MeasureLoss¶
Measure discrepancy between some predicted labels and true labels.
This is a fully-featured statistics node that is typically used to measure performance of a model, which can compute a number of error metrics, aggregate them over successive ticks, and generally expects target label information to be encoded in fields of the instance axis. For pure mathematical loss functions (which can also be directly optimized for), see the other Loss nodes in this category. This node accepts as input some data that has both estimates or predictions (e.g., from a machine learning node), as well as ground-truth labels (desired outputs). Using these inputs, the node computes a loss function that measures the disagreement between the predictions and the labels. The node supports a large variety of losses that can be used in different circumstances (based on different assumptions about the type of estimates or the severity of different kinds of errors), such as misclassification rate, mean squared error, or area under receiver-operator curve.

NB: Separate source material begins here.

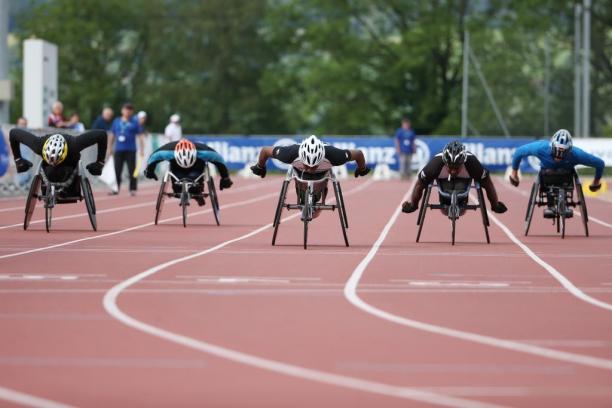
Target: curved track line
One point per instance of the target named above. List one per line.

Be sure to inform yourself about what is the most appropriate loss metric for your use case before trusting the numbers blindly, or e.g., accidentally relying on misleading results (e.g., inapplicable metrics) to make decisions. The node is capable of accumulating results across multiple trials or data chunks, for instance during real-time processing. It is also possible to do the same across multiple datasets in offline or batch processing, by setting the appropriate parameters in the node. This node passes the computed loss out through its loss port (so wire that one into the next node). This will contain either a statistics axis or a feature axis (depending on the output_format parameter) with the following six items: 'N Batches', 'N Trials', 'value', 'p_val', 'st_stat', 't_stat', where 'value' will be the selected loss metric. If more than one loss metric is selected, the data tensor is a matrix with a feature axis (or second feature axis depending on the output_format) will hold the values for each metric. See the documentation for the output_format parameter for more details. (Deprecation notice: )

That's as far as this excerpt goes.